Multi-agent system for automated theorem proving using Lean 4, powered by smolagents.
- Install dependencies:
# Recommended: uv (much faster)
curl -LsSf https://astral.sh/uv/install.sh | sh
uv sync
source .venv/bin/activate
# Alternative: pip
pip install -r requirements.txt- Configure the system (optional):
Edit configs/config.yaml to customize:
- API keys and endpoints
- Model selection
- Agent parameters and budgets
- Timeouts and paths
See the Configuration section for details.
- Run the multi-agent system:
export OPENROUTER_API_KEY=...
python agents/math_prover_agent.py \
--subset_size 20 \
--json_file valid.json \
--model anthropic/claude-sonnet-4 \
--concurrency 4 \
--stages 2- List available checkpoints and resume from a previous run:
# List all available checkpoints
python agents/math_prover_agent.py --list_checkpoints
# Resume from a specific run (recommended for stage-based checkpoints)

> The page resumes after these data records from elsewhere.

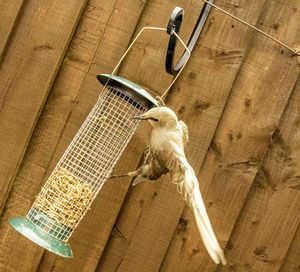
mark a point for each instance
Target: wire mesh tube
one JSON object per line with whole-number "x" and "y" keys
{"x": 86, "y": 165}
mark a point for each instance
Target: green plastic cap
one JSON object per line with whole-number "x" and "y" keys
{"x": 25, "y": 227}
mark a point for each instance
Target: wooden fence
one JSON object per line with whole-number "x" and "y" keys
{"x": 239, "y": 95}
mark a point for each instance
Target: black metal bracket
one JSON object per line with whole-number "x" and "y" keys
{"x": 174, "y": 25}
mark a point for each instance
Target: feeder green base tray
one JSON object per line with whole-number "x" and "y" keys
{"x": 25, "y": 227}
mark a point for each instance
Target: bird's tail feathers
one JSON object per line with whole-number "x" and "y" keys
{"x": 194, "y": 199}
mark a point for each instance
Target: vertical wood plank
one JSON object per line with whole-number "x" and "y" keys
{"x": 28, "y": 69}
{"x": 251, "y": 115}
{"x": 9, "y": 13}
{"x": 270, "y": 215}
{"x": 151, "y": 211}
{"x": 27, "y": 73}
{"x": 291, "y": 261}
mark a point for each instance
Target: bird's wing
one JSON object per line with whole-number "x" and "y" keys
{"x": 183, "y": 175}
{"x": 151, "y": 167}
{"x": 184, "y": 134}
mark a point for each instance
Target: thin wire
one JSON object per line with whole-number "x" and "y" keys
{"x": 124, "y": 55}
{"x": 189, "y": 52}
{"x": 295, "y": 52}
{"x": 162, "y": 29}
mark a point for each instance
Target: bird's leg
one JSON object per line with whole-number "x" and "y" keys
{"x": 130, "y": 174}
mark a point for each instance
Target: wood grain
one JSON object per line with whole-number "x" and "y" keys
{"x": 27, "y": 73}
{"x": 291, "y": 262}
{"x": 270, "y": 216}
{"x": 231, "y": 94}
{"x": 9, "y": 13}
{"x": 98, "y": 43}
{"x": 248, "y": 122}
{"x": 149, "y": 216}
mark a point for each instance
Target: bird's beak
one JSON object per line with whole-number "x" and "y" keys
{"x": 139, "y": 117}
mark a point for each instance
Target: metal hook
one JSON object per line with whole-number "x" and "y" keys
{"x": 174, "y": 26}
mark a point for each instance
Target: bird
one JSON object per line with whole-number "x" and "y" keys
{"x": 166, "y": 153}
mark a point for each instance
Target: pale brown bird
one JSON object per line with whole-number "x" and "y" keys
{"x": 166, "y": 153}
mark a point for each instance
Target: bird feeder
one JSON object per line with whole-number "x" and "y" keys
{"x": 91, "y": 156}
{"x": 85, "y": 166}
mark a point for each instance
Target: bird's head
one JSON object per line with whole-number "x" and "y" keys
{"x": 159, "y": 117}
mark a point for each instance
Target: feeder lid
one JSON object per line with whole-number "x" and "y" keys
{"x": 40, "y": 237}
{"x": 137, "y": 92}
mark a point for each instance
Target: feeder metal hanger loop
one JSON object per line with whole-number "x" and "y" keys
{"x": 174, "y": 25}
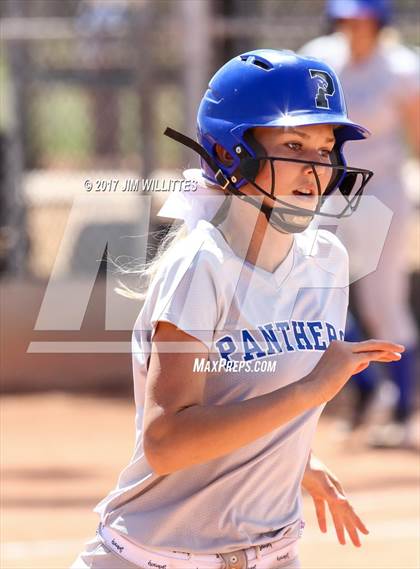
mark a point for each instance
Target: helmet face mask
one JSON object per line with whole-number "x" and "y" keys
{"x": 270, "y": 88}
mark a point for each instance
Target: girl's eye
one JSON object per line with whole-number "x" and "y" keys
{"x": 325, "y": 153}
{"x": 294, "y": 145}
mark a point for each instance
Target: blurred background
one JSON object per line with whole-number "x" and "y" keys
{"x": 87, "y": 89}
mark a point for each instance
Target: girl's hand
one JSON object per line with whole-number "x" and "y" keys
{"x": 342, "y": 359}
{"x": 325, "y": 489}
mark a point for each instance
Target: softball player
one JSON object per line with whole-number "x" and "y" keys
{"x": 381, "y": 82}
{"x": 223, "y": 440}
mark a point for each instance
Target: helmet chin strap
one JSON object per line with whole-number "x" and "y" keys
{"x": 282, "y": 219}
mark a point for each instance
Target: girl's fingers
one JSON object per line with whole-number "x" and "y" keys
{"x": 320, "y": 514}
{"x": 376, "y": 345}
{"x": 359, "y": 524}
{"x": 351, "y": 530}
{"x": 377, "y": 356}
{"x": 339, "y": 528}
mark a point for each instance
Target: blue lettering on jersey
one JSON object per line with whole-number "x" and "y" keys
{"x": 284, "y": 327}
{"x": 279, "y": 337}
{"x": 251, "y": 346}
{"x": 271, "y": 339}
{"x": 316, "y": 331}
{"x": 301, "y": 339}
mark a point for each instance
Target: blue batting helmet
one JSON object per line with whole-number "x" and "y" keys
{"x": 270, "y": 88}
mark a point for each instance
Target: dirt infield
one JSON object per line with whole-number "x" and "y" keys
{"x": 62, "y": 453}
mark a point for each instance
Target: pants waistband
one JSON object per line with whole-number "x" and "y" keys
{"x": 142, "y": 556}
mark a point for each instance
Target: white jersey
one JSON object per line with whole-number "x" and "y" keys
{"x": 286, "y": 318}
{"x": 375, "y": 88}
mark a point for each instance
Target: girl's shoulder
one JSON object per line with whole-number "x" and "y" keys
{"x": 200, "y": 250}
{"x": 326, "y": 251}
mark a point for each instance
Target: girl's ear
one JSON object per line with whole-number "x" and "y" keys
{"x": 223, "y": 155}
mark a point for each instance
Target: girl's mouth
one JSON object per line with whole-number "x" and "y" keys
{"x": 305, "y": 192}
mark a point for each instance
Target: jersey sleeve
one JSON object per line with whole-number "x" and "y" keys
{"x": 186, "y": 297}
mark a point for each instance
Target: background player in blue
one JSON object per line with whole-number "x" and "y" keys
{"x": 223, "y": 449}
{"x": 381, "y": 80}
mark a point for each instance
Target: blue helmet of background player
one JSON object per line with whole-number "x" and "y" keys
{"x": 270, "y": 88}
{"x": 380, "y": 10}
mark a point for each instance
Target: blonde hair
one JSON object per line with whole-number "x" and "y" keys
{"x": 148, "y": 270}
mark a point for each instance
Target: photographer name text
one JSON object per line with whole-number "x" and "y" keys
{"x": 139, "y": 185}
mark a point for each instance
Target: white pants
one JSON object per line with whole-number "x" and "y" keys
{"x": 98, "y": 556}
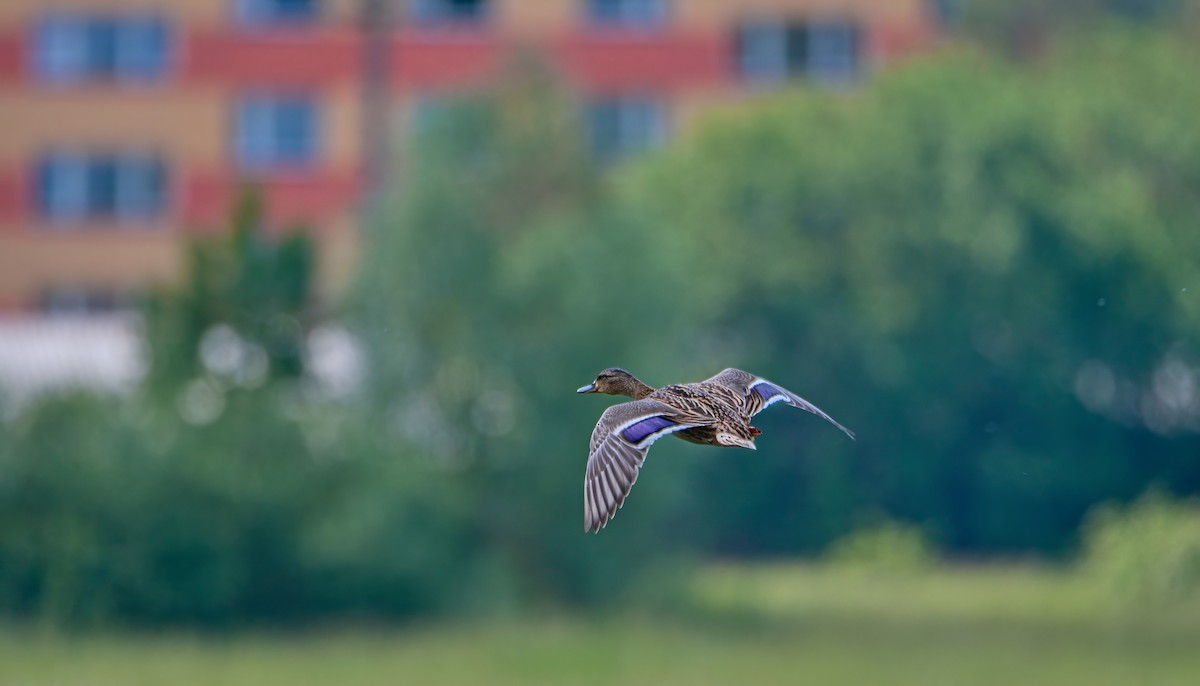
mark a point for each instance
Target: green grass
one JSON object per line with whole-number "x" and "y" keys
{"x": 761, "y": 625}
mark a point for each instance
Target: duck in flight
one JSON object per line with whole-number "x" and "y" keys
{"x": 714, "y": 411}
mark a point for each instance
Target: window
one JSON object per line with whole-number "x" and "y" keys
{"x": 84, "y": 48}
{"x": 622, "y": 126}
{"x": 79, "y": 187}
{"x": 628, "y": 12}
{"x": 61, "y": 300}
{"x": 435, "y": 12}
{"x": 258, "y": 13}
{"x": 276, "y": 132}
{"x": 826, "y": 52}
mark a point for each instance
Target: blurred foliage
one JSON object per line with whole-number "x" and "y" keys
{"x": 1146, "y": 554}
{"x": 990, "y": 272}
{"x": 887, "y": 547}
{"x": 1029, "y": 28}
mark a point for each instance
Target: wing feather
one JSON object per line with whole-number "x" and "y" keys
{"x": 618, "y": 447}
{"x": 759, "y": 393}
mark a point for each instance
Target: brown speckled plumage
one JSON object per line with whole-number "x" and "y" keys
{"x": 714, "y": 411}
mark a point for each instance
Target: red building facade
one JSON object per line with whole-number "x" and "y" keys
{"x": 130, "y": 124}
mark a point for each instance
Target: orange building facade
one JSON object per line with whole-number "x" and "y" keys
{"x": 129, "y": 125}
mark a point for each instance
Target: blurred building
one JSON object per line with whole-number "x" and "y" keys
{"x": 129, "y": 125}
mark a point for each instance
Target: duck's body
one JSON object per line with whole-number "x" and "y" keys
{"x": 714, "y": 411}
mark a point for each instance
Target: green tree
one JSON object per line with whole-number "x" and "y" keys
{"x": 987, "y": 272}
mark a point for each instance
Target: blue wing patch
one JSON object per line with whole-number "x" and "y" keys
{"x": 637, "y": 432}
{"x": 766, "y": 391}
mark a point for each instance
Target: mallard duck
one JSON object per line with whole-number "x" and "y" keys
{"x": 713, "y": 411}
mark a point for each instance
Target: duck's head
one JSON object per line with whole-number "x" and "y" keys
{"x": 617, "y": 381}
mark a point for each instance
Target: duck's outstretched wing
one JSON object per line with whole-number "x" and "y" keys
{"x": 759, "y": 393}
{"x": 619, "y": 444}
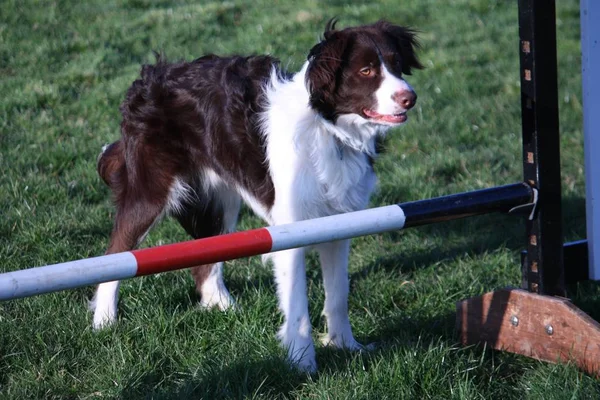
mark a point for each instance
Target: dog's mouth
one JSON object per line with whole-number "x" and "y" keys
{"x": 386, "y": 118}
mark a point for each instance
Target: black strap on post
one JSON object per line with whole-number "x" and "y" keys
{"x": 542, "y": 268}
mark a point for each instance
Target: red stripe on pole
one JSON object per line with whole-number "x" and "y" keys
{"x": 202, "y": 251}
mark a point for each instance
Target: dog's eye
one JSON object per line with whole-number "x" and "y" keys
{"x": 366, "y": 71}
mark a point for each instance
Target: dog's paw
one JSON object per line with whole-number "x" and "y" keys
{"x": 103, "y": 319}
{"x": 105, "y": 314}
{"x": 221, "y": 301}
{"x": 345, "y": 343}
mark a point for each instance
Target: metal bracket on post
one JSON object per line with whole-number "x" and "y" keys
{"x": 542, "y": 269}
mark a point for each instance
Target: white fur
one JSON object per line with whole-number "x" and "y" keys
{"x": 318, "y": 168}
{"x": 390, "y": 85}
{"x": 213, "y": 292}
{"x": 104, "y": 304}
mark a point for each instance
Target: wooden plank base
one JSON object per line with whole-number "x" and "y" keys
{"x": 542, "y": 327}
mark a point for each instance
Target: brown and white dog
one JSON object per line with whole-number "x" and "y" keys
{"x": 200, "y": 137}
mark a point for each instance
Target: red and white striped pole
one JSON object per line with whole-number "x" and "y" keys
{"x": 90, "y": 271}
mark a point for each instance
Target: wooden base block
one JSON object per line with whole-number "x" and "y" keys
{"x": 542, "y": 327}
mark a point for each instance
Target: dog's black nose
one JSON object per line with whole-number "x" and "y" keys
{"x": 405, "y": 98}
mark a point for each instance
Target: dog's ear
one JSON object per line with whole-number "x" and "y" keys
{"x": 325, "y": 62}
{"x": 406, "y": 40}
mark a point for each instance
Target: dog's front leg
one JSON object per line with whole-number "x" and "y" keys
{"x": 334, "y": 264}
{"x": 295, "y": 333}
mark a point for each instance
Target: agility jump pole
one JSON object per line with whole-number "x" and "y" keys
{"x": 130, "y": 264}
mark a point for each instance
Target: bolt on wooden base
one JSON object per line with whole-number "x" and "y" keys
{"x": 542, "y": 327}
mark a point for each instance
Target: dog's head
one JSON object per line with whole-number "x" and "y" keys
{"x": 359, "y": 71}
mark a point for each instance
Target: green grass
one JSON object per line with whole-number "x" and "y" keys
{"x": 64, "y": 68}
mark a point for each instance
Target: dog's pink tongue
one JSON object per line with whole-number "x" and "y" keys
{"x": 394, "y": 119}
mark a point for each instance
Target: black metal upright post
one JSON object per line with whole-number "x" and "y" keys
{"x": 543, "y": 265}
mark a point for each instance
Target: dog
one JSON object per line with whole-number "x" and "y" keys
{"x": 199, "y": 138}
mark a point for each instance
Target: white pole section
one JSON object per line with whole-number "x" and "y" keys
{"x": 590, "y": 69}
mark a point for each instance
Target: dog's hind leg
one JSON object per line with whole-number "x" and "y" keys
{"x": 211, "y": 214}
{"x": 139, "y": 204}
{"x": 334, "y": 264}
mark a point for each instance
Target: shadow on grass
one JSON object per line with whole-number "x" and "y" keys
{"x": 273, "y": 378}
{"x": 416, "y": 340}
{"x": 241, "y": 379}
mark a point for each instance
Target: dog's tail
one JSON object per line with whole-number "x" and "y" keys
{"x": 111, "y": 161}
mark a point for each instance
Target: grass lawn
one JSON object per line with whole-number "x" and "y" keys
{"x": 64, "y": 69}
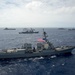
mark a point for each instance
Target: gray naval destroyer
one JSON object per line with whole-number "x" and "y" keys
{"x": 43, "y": 49}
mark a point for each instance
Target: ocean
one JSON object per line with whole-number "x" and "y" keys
{"x": 61, "y": 65}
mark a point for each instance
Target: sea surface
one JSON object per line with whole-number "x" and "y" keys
{"x": 61, "y": 65}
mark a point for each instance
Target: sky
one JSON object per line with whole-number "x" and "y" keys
{"x": 37, "y": 13}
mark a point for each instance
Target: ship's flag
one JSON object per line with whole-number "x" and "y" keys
{"x": 41, "y": 40}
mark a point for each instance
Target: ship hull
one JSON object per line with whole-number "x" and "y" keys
{"x": 43, "y": 53}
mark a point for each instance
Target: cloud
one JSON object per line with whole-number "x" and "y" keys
{"x": 21, "y": 12}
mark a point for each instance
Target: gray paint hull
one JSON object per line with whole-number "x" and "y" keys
{"x": 43, "y": 53}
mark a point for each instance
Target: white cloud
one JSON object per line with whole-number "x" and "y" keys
{"x": 36, "y": 12}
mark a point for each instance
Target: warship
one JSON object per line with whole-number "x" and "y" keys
{"x": 43, "y": 49}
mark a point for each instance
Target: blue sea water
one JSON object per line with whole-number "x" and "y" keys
{"x": 62, "y": 65}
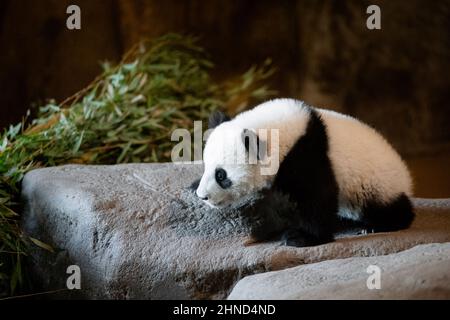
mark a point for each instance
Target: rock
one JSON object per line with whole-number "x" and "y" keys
{"x": 422, "y": 272}
{"x": 136, "y": 231}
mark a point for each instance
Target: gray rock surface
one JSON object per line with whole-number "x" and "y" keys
{"x": 422, "y": 272}
{"x": 136, "y": 231}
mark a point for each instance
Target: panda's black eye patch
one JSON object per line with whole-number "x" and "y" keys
{"x": 221, "y": 178}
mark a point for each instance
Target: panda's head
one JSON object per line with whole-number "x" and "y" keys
{"x": 231, "y": 159}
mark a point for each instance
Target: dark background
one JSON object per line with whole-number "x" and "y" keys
{"x": 396, "y": 78}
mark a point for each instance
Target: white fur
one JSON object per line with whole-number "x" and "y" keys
{"x": 359, "y": 155}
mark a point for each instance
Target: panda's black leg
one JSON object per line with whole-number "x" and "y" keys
{"x": 300, "y": 238}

python agents/math_prover_agent.py --resume_run 20250816-204214
# Resume from a specific stage within a run
python agents/math_prover_agent.py --resume_run 20250816-204214 --resume_stage 1- Or try the prompt-only baselines:
# OpenRouter baseline
export OPENROUTER_API_KEY=...
python benchmark_openrouter.py --subset_size 20 --json_file valid.json --model anthropic/claude-sonnet-4 --concurrency 4 --stages 1
# OpenAI Responses baseline
export OPENAI_API_KEY=...
python benchmark_openai.py --subset_size 20 --json_file valid.json --model gpt-4.1 --concurrency 4 --effort low --max_output_tokens 4096 --stages 1Checkpoints and logs are written under tmp/ and log/ respectively (details below).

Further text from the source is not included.